World leaders had the opportunity to keep the spotlight on tackling global poverty at the UN World Summit in New York last week and this includes continuing to encourage the private sector to engage in this process.
Wherever they are living, the poor need investment and they are going to get it only if there is effective co-operation between governments and the private sector. This has been a key challenge for the International Council on Mining and Metals (ICMM).
The resources sector is the only significant source of foreign direct investment in many of the world's poorest countries. If a mining company sets out to develop operations in countries like Tanzania, Ghana or Peru, it pays for the privilege and then makes substantial further investments as a project progresses.
By operating where other industries frequently find the challenges too great, ICMM members have taken the initiative in making a contribution towards meeting the Millennium Development Goals. All member companies have signed up to ten exacting principles as part of their commitment to sustainable development.
These principles cover corporate governance, socio-economic development, human rights, health and safety, and environmental and biodiversity protection.
Various economic studies have shown that a significant number of countries that are rich in natural resources have lower economic growth rates than those with little or no mineral resources. This paradox of resource riches coinciding with low economic growth is known as the "resource curse". However, mineral resource endowments have been beneficial for the economic development of many countries, as illustrated by the records of nations such as South Africa, Australia, Canada, Chile, Botswana and Malaysia.
ICMM began its Resource Endowment project late in 2004. This study examines the experience of a number of developing countries (Ghana, Tanzania, Peru and Chile) that have benefited from recent growth in their mineral resource sectors and aims to identify policy lessons that could be applied more broadly.
In all four countries, initial findings have shown that economic and policy reforms have led to significant national economic growth and mining has played an important role in this. For example, in Peru since 1992, $US8.9 billion ($A11.6 billion) has been invested in mining, the industry now pays 29 per cent of income tax to the national government, it employs some 350,000 people directly and indirectly, and mining accounts for 6 per cent of GDP. Similar stories were found in Ghana, Chile and Tanzania.
But in terms of social and poverty-alleviation outcomes, the results have been more mixed. In Ghana, the national poverty head count has been reduced by 12 per cent [from 52 per cent to 40 per cent] over the eight years to 1999, while poverty rates in sub-Saharan Africa generally remained stagnant (at about 46 per cent).
In Chile, an even greater fall has occurred, with an impressive 41 per cent reduction in the 14-year period to 2003.
However, poverty alleviation has not occurred in all countries: both Peru and Tanzania are showing no significant changes over the period of growth in mining activity (although limited local reduction occurred in areas around mines).
Improvements in national economies have also led to progressive improvements in governance.

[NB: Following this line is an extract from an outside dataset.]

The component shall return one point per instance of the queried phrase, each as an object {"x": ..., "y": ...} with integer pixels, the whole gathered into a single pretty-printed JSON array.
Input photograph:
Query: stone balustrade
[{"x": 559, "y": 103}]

This is best illustrated by reference to the World Bank's six widely quoted governance indicators. In the 1970s, governance scores for the four countries were all near the bottom end of the range (minus 2.5) but by 2002, most had moved to around zero (out of a possible maximum of 2.5). Though this is still not good it is nonetheless a substantial improvement, and the experiences of Chile and Ghana, in particular, show that governance improvements can evolve with mineral-related economic growth.
The overall conclusion is clear - mining investment can be one of the first instruments to produce economic growth when basic policy and institutional reforms occur, and effective policies are needed to ensure these investments and additional revenues foster economic and social development. The answer must lie in a more co-ordinated approach between governments, industry and international agencies. In a similar vein, ICMM is supporting the Extractive Industries Transparency Initiative, which aims to increase transparency in transactions between governments and companies in the mining, oil and gas sectors. In this case the onus is on ensuring that revenue, such as taxes, royalties, signature bonuses and other payments, should be an engine for economic growth and social development in areas of greatest need. Here again, the partnership between public and private sectors is all-important.
Sustainable development includes ensuring that investment benefits local communities in the form of employment, education, training and higher living standards. It means working with governments to encourage greater transparency in financial flows so that investment becomes a ratchet for wider economic development.